I can understand the angst of that Spanish citizen and I can think of an experience I had several years ago when I used Google to research the professional qualifications of a doctor whose search results turned up nothing negative about his medical skills but did reveal that he had been charged with sexual harassment by a student at a university where he taught part time. The article said that the university was planning on holding a hearing regarding the charges against him, but I could find nothing about how the matter had been resolved. I inquired and eventually learned that all charges were dropped. But, as far as the web was concerned, he may as well have been guilty since there were links to information about the accusation but nothing about the eventual outcome.

But, as much as I sympathize with people whose reputation has been unjustly soiled, I also worry about the chilling effect on free speech. In the Spanish case, the person actually had gone through a bankruptcy and the search links were to news stories about something that really took place. The fact that it happened years ago and had been resolved is certainly a justification for not holding it against the person but removing links to a news story doesn’t take away the historical record. What this person had — in my opinion — wasn’t so much the right to be forgotten but the right to be forgiven.

The vast majority of “forgotten” requests do come from ordinary people, according the data accidentally leaked by Google and obtained by news outlets. “Data shows 95 percent of (220,000) Google privacy requests are from citizens out to protect personal and private information — not criminals, politicians and public figures,” wrote the Guardian. Examples included “a woman whose name appeared in prominent news articles after her husband died,” and another “seeking removal of her address, and an individual who contracted HIV a decade ago,” according to the Guardian.

Still, I remain skeptical of the ruling. Even though the policy is being used to mostly benefit “ordinary people,” 5 percent does include public figures, politicians and criminals and represents 11,000 cases where the public may indeed have a compelling reason to know.

The European ruling does not apply to the United States but the non-profit advocacy group Consumer Watchdog has called upon the Federal Trade Commission to declare “Google’s failure to offer U.S. users the ability to request the removal of search engine links from their name to information that is inadequate, irrelevant, no longer relevant, or excessive” as an “unfair and deceptive practice.” In an interview, John Simpson, the director of the organization’s Privacy Project, called it “Privacy by obscurity,” arguing that it’s time to for the digital age to adopted the long standing process where “over time things that were no longer relevant, people just sort of forgot about.”

To illustrate its point, the organization held a press briefing that featured relatives of Nikki Catsouras, an 18 year-old who was killed in a car accident in 2006. As part of the investigation, the California Highway Patrol took pictures of the accident and of the girl’s mutilated body, which were improperly leaked by CHP employees and posted online. Consumer Watchdog argues that even if the offensive material remains online, Google and other search engines should be required to remove any links to those images. The CHP eventually agreed to a $2.4 million settlement with the family but the images continue to haunt them, family members said at the briefing.
Google recently announced that it will “honor requests from people to remove nude or sexually explicit images shared without their consent” and Consumer Watchdog wants Google to extend that policy to a much wider swath of material.

The Catsouras case along with those of individuals anxious to abolish links to what they consider to be irrelevant yet harmful content about themselves tug at my heart and remind me that free speech issues are almost always based on difficult cases.
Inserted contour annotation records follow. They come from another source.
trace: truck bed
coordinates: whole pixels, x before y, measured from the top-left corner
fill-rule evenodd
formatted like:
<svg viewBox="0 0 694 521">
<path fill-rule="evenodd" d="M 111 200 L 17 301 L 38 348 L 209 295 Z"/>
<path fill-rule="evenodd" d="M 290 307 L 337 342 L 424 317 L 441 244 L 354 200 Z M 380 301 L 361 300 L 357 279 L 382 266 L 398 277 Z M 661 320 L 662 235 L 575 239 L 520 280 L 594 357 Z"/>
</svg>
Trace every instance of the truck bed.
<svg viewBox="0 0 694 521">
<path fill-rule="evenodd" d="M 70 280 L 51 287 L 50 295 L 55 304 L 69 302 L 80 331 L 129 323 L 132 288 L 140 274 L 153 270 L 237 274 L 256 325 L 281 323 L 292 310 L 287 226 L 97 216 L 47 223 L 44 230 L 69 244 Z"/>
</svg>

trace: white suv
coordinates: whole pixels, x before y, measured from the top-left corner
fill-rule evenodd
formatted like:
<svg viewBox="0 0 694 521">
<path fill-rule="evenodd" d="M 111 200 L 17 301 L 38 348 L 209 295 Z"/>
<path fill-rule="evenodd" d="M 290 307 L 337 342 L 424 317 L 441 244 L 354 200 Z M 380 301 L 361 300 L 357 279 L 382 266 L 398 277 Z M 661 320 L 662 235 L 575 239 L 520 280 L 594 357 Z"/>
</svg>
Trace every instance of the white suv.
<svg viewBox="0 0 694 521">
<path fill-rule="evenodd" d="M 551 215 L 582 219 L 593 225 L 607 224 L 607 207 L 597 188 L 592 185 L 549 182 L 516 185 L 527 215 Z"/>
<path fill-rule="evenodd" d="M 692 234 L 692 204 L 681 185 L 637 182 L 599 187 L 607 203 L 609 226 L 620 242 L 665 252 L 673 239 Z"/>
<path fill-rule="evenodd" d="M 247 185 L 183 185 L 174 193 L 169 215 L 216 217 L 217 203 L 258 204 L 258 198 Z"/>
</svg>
I feel sad for the Catsourus family and fully understand their desire to have links to images of Nikki’s body erased from search engines just as I do for those affected by irrelevant negative publicity or vile hate speech. But as much as I want to protect people from offensive or harmful images and speech, I also want to protect our precious First Amendment, which is the cornerstone of our democracy. As with many tech-related policy issues, there are no simple answers, but before we rush to suppress any form of speech, we must consider the broader ramifications and precedents and — if we must err — we should err on the side of free speech.